Olympia and Matty’s mission gets muddled just as they were circling back to figuring out how to trust each other.
Photo: Michael Yarish/CBS
Julian Markston has been a ticking time bomb throughout this Matlock season. Ever since Olympia found the damning Wellbrexa documents in his safety-deposit box in the season-one finale, he’s been scrambling, trying to stay out of jail and save his job (and maybe even to get back together with his ex). Because the Kingstons’ grudge against Julian has kept Olympia from telling him everything he needs to know, he keeps flailing blindly about, trying to piece together what he does know into something that could help him.
Well, in this week’s “Call It a Christmas Gift” — the midseason finale — Julian finally makes those dangerous connections. An explosion is imminent. But we’ll deal with those repercussions next year. And frankly, I’m looking forward to Julian adding some fresh energy to the Wellbrexa story line, which has been getting stale.

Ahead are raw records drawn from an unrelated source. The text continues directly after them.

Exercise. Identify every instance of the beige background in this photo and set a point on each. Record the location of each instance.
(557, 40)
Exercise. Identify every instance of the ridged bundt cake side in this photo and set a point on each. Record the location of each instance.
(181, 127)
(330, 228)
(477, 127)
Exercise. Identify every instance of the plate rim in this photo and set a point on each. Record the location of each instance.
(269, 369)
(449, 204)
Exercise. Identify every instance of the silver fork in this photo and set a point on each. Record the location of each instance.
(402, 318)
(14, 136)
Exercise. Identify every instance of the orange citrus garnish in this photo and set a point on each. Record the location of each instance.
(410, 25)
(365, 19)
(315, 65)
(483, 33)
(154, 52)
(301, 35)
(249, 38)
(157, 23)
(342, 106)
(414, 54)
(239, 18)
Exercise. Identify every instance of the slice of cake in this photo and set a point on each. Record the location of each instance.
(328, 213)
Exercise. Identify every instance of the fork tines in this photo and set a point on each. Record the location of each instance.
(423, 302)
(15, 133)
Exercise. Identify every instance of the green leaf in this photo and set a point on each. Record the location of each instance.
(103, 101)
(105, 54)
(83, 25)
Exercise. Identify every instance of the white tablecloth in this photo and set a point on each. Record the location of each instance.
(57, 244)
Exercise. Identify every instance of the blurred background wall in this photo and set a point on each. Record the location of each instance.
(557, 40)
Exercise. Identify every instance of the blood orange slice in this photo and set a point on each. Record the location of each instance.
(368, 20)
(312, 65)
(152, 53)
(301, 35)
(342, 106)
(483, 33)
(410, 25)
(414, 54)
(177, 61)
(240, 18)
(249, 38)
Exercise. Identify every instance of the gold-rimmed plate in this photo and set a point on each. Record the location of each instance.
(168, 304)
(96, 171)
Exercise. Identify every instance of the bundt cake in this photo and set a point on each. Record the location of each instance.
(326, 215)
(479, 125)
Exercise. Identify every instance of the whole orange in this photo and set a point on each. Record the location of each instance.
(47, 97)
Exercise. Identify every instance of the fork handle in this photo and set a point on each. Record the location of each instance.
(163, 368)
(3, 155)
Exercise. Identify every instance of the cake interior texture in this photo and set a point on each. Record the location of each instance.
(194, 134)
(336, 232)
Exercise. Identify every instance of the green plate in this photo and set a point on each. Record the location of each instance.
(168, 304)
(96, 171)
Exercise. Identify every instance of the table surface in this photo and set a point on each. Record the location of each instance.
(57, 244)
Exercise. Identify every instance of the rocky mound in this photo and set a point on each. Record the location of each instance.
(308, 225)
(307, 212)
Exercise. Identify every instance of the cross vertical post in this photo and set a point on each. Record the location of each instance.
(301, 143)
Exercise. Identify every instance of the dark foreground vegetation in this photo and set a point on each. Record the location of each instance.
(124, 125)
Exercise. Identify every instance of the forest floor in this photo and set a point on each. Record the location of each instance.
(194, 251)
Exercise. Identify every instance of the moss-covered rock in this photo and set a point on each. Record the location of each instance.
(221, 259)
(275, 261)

Specifically, this big piece of the Matlock plot — rooted in the relationship dynamic between Olympia and Matty — keeps rolling back to the same place of caution and mistrust, over and over. At the end of last week’s episode, the ladies’ investigation reached a real breakthrough when Julian swiped a cache of information related to Jacobson-Moore’s Australia retreat. Their biggest find is a photo showing Senior’s hand resting near some Wellbrexa papers. But to check if these are the papers — the ones Julian was supposed to shred but didn’t — Olympia will need to retrieve her cached copy. Can she trust Matty to continue to be a faithful friend and partner once she finally has those documents in her hands? Can Matty and Edwin trust Olympia if she doesn’t share the docs?
So, yeah, we’re back here again — another Matlock trust-off.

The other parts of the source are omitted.